Transplantation of Wharton’s jelly MSCs increases expression of genes in reepithelization and promoted wound healing in mouse excisional wounds (Shi et al. 2015). Other studies have reported improved wound healing after administration of Wharton’s jelly MSCs in addition to increased keratinocyte differentiation (Luo et al. 2010), reduced scar formation, and improved hair growth (Sabapathy et al. 2014). Delivering umbilical cord MSCs via a collagen-fibrin double-layered reduced healing time in a mouse full-thickness wound model further illustrating that cell delivery is an important aspect of developing stem cell therapies (Nan et al. 2015). The mechanism of action of umbilical cord-derived stem cells may be modulation of growth factors involved in the TGF-β signaling pathway. Interestingly, intraperitoneal injection of placenta-derived MSCs accelerates wound healing by increasing the expression of pro-angiogenic factors such as VEGF (Arno et al. 2014).

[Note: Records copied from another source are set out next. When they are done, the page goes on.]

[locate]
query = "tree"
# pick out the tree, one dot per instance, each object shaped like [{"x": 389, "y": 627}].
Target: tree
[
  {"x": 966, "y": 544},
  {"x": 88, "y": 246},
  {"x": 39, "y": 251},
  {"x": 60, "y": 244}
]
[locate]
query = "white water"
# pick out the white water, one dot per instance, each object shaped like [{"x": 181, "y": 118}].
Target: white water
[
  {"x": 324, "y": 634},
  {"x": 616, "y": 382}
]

In deficient healing, cord-derived MSCs delivered via topical application accelerated wound healing in db/db mice (Ha et al. 2010). Interestingly, TGF-β expression was significantly increased after the first week of treatment. Lastly, Wharton’s jelly MSCs increase proliferation rate of keloid fibroblasts in vitro through regulation of TGF-β2 further supporting the notion that umbilical cord-derived MSCs modulate TGF-β activity (Arno et al. 2014).
5.5 Epidermal Stem Cells
The skin has become a promising source of adult stem cells that could potentially be seeded onto dermal substitutes to create a scaffold with biological activity. In contrast to ESCs and iPSCs, epidermal stem cells are non-oncogenic, have no ethical concerns, and are easily accessible (Fuchs and Nowak 2008). As a result, these cells may solve many problems in the field of skin engineering such as immune rejection and lack of skin appendages. Epidermal stem cells are located in the basal layer of the epidermis and are unipotent and able to regenerate the epidermis in adults (Morasso and Tomic-Canic 2005). In contrast, stem cells located within the bulge region of the hair follicle are multipotent cells capable of repopulating the epidermis, sebaceous glands, and hair follicles (Blanpain et al. 2004). Additionally, these cells are K15-positive and can differentiate into smooth muscle cells, neurons, and glial cells (Amoh et al. 2010). During injury, hair follicle stem cells rapidly mobilize and migrate to repair the epidermis in vivo by contributing to reepithelization (Ito et al. 2005). This response is tightly regulated and stops once the wound has healed. Lineage tracing studies have confirmed that hair follicle stem cells are normally unipotent as they maintain their niche compartment, the hair follicle, during homeostasis (Tumbar et al. 2004).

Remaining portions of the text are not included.